Hello, Stack,
Thank you for giving me advice.
But your boss seems rather to be criticizing the fact that our system
is made of components. In software engineering, this is usually
considered a strength. As to 'roles', one of the bigtable author's
argues that a cluster of master and slaves makes for simpler systems
[1].
I definitely agree with you. However, my boss considers the simplicity from
the users' viewpoint. More components make the system more complex for
users.
If you have big data, you are running hadoop already? If so, you
already have hdfs in place. If you have big systems and are trying to
do HA, you'll have a zookeeper ensemble in place already or at least,
if you haven't, you are likely considering it? In this case, HBase
complements your existing infrastructure?
Our potential customers will create new systems for new big data. Therefore
they are not using Hadoop yet.
Out of the box, HBase can manage zookeeper for you. There is an issue
to make it so when 'start' hbase, by default it starts hdfs too.
Would that help?
This might help, if the users do not need to be aware of
starting/stopping/initializing HDFS and its daemons as much as possible.

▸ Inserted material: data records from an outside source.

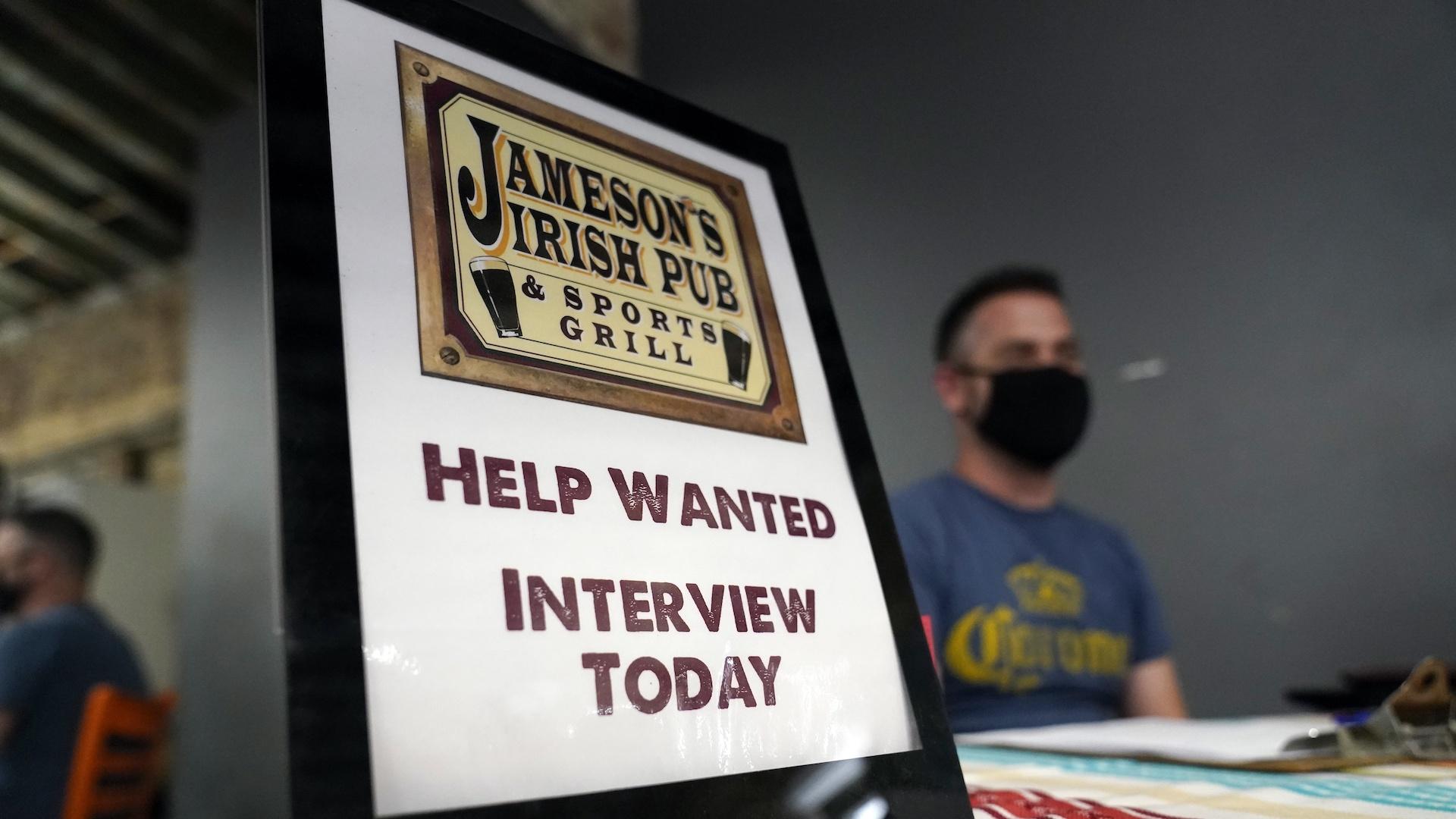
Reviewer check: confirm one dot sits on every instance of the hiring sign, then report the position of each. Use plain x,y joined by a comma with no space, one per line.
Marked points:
579,507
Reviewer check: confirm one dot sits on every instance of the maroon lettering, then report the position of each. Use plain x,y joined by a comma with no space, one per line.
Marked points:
511,592
667,601
758,610
794,610
816,509
766,502
541,596
437,474
737,608
641,494
734,684
664,686
571,485
683,667
695,506
710,614
742,510
497,483
632,607
599,591
792,518
601,667
533,497
766,675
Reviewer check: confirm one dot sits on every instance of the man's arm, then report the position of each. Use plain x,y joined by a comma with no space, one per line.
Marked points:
1152,691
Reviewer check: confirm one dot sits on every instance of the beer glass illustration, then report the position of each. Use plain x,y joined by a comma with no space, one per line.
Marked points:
737,352
492,279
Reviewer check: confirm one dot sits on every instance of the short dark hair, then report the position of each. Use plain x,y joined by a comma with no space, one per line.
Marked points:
61,532
1011,279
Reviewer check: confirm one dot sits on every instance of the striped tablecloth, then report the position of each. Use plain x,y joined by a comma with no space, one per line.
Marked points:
1014,784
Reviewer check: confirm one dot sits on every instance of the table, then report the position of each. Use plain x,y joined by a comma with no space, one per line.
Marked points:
1014,784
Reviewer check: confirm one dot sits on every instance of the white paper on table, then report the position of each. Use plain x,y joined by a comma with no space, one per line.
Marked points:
1191,741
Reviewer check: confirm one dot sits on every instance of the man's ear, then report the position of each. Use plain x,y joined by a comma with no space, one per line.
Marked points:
949,388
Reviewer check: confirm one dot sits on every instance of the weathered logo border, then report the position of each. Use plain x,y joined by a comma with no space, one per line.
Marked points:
449,349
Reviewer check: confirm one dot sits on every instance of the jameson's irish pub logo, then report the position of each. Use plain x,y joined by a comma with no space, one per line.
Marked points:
560,257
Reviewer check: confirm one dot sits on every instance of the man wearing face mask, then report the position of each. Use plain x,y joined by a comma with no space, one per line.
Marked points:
1040,614
53,649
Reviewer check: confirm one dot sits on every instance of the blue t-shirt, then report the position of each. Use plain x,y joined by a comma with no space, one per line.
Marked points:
49,665
1037,614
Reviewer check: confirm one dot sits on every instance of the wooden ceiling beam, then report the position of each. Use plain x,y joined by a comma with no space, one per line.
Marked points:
188,46
69,49
105,33
69,107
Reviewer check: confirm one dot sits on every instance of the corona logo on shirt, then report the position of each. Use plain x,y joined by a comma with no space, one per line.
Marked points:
1046,591
996,646
560,257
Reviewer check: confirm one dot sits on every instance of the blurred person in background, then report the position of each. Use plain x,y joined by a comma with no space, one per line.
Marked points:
53,649
1040,614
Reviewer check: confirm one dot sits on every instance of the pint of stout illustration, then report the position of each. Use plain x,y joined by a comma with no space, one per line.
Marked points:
492,279
737,352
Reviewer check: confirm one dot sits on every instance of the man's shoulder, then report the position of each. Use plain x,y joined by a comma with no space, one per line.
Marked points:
58,626
928,496
1101,532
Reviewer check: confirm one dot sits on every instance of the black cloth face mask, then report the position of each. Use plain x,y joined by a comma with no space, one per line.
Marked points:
1036,416
11,596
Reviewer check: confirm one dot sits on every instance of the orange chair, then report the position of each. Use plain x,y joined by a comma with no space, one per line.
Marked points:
118,755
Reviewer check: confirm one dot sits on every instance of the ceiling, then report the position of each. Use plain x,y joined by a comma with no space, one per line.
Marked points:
101,107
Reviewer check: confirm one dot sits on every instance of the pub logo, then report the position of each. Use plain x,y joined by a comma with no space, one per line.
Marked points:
558,257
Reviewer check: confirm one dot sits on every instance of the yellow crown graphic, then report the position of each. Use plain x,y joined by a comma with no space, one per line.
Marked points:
1046,591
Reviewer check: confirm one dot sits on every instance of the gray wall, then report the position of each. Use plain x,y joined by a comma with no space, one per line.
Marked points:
1260,194
232,744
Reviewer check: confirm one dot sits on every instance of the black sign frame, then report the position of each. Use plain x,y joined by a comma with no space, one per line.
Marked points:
329,758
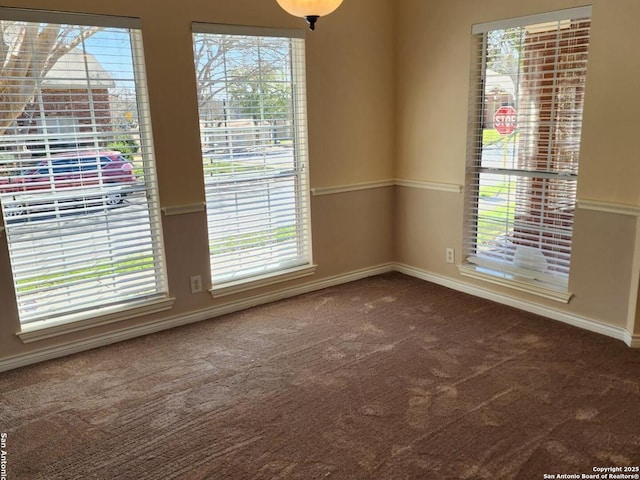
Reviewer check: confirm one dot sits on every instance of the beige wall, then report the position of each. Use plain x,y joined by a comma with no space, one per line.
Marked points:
351,137
433,71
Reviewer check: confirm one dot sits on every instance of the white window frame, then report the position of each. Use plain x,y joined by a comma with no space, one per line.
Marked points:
526,279
113,311
304,265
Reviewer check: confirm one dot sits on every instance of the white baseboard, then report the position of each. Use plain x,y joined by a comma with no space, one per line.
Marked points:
579,321
50,353
632,340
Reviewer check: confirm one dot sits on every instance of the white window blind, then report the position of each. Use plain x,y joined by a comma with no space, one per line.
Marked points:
525,145
251,92
77,182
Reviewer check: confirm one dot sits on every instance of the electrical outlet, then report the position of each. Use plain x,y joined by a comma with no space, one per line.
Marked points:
196,284
451,255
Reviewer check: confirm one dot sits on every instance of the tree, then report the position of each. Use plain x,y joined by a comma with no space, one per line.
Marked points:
226,66
28,51
265,98
504,52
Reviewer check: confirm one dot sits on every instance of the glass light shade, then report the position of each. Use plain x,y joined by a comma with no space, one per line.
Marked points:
309,8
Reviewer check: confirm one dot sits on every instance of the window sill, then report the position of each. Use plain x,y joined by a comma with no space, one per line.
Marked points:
44,329
508,280
252,283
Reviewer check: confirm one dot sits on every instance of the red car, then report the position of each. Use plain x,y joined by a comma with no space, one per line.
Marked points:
67,177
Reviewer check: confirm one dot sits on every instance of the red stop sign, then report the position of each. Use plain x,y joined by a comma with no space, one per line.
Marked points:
504,120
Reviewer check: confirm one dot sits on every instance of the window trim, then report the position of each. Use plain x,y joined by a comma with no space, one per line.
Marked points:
300,134
111,312
44,329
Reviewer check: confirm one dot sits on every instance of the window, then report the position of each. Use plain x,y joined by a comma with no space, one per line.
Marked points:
523,162
77,184
251,92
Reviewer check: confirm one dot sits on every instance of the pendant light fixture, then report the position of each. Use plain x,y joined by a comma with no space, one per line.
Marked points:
310,10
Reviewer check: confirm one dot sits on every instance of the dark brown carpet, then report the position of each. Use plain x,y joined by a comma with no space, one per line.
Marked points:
384,378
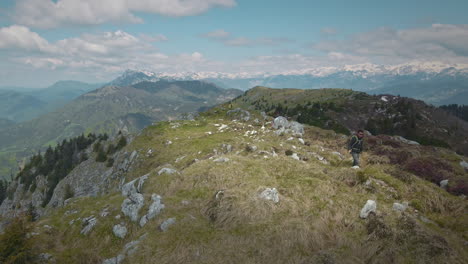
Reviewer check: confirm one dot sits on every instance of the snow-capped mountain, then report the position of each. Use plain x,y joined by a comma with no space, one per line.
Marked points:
433,82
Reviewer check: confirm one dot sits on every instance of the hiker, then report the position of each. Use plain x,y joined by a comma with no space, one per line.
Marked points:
355,147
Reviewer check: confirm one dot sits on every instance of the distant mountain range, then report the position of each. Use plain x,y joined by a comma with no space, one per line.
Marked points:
108,110
22,104
435,83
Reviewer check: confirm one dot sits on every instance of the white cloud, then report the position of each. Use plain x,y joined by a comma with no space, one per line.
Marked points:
227,39
386,45
51,14
217,34
328,31
15,37
155,38
92,54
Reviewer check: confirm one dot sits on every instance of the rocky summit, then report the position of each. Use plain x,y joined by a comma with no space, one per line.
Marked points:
239,186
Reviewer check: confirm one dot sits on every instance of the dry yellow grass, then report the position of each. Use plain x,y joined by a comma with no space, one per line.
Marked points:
316,221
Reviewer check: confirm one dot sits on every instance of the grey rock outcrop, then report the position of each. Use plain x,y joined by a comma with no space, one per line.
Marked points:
239,114
119,231
464,164
167,171
129,249
406,141
154,210
369,207
132,205
270,194
444,184
164,227
400,206
221,160
134,202
130,187
280,122
284,126
88,225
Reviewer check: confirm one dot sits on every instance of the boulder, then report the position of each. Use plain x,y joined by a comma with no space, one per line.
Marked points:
130,187
239,114
406,141
155,209
132,205
369,207
444,184
296,127
464,164
164,227
270,194
166,170
120,231
294,156
220,160
400,206
88,224
280,122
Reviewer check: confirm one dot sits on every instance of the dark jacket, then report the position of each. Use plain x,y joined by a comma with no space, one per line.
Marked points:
355,144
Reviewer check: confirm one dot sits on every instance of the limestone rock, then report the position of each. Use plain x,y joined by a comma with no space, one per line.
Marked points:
155,209
164,227
464,164
270,194
119,231
400,206
239,114
88,225
280,122
369,207
166,170
132,205
296,127
444,184
130,187
220,160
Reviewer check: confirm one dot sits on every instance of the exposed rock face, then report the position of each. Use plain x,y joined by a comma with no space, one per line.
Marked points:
88,224
129,249
220,160
406,141
130,187
166,170
270,194
120,231
464,164
369,207
400,207
135,200
92,178
155,209
132,205
280,122
164,227
284,126
444,184
239,114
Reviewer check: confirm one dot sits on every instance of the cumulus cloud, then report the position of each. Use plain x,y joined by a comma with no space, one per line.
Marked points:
50,14
106,52
15,37
217,34
328,31
387,45
227,39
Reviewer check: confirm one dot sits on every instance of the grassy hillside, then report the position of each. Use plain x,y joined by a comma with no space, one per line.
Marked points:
220,217
108,110
346,110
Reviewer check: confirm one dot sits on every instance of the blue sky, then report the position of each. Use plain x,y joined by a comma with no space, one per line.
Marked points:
95,41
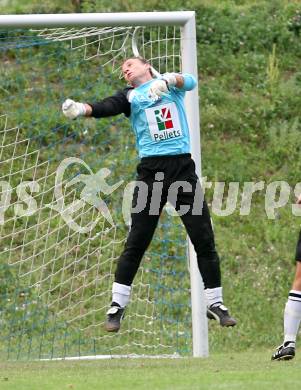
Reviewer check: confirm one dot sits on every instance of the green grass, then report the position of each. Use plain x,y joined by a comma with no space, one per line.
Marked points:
244,371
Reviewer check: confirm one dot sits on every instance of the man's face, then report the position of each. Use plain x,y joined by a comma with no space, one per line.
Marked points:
133,70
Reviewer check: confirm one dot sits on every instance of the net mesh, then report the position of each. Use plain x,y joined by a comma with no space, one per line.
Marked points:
58,251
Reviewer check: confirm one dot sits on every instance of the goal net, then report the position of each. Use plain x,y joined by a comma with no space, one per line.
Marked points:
65,189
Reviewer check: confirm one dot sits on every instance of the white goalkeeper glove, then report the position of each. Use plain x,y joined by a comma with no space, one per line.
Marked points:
161,86
72,109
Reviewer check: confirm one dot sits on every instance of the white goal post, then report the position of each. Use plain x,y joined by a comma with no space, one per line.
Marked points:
186,21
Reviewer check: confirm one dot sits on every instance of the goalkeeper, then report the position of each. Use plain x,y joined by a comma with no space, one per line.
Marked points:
292,311
155,107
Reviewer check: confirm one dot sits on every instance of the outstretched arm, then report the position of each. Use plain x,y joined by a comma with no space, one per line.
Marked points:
185,82
112,105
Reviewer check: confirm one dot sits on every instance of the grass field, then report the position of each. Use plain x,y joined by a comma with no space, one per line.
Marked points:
246,370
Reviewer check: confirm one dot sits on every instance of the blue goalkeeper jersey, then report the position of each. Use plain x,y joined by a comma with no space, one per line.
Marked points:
160,127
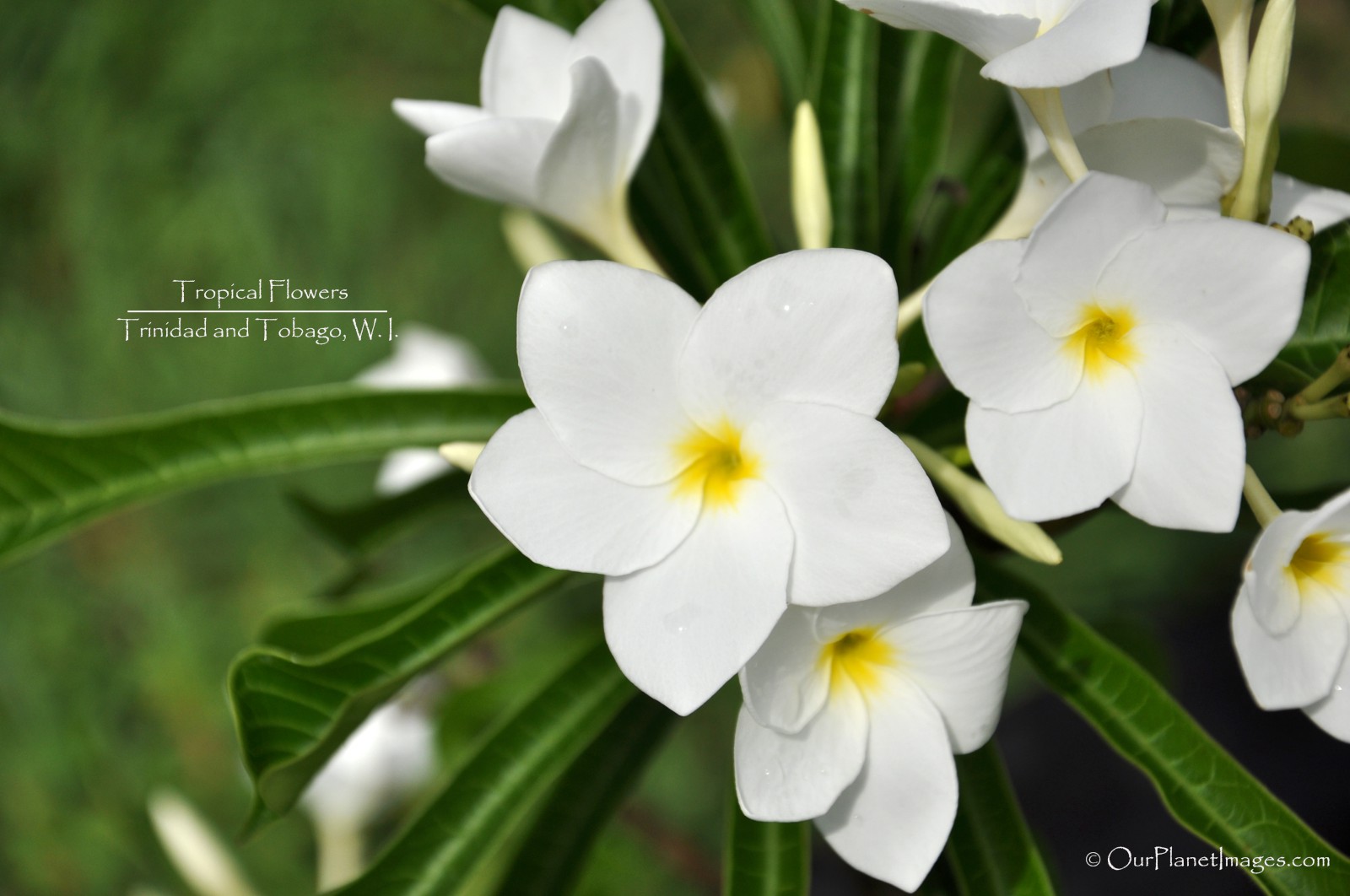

I've tripped over blog posts where zookeeper is grafted to a cassandra
ensemble to add facility that is inherent to hbase; e.g. locks and
counters (though in the first case, zk is not suitable for cluster
locks and yes, I've also read of the patch to do counters using vector
clocks).
Yes, I know that the current Cassandra requires the users to use ZooKeeper
to implement counters. I'm afraid that if counters with vector clocks is
implemented, one of HBase's merits -- not needing another software just for
counters -- will be lost.
Why can't you do the same in hbase? Hash sensor_id + ts and have it
distributed across all of the cluster and have no 'hotspot'?
Yes, hashing the sensor_id may distributes inserts well right after creating
a new table, by using the following HBaseAdmin method (this method is not
documented). I'll consider how to utilize this method.
public void createTable(HTableDescriptor desc, byte [] startKey,
byte [] endKey, int numRegions)
At stumbleupon we have a sensor database built on hbase. Purportedly
its to be made open. Watch this list for announcements.
Sounds interesting. I'll look forward to that announcement.
Regards,
Maumau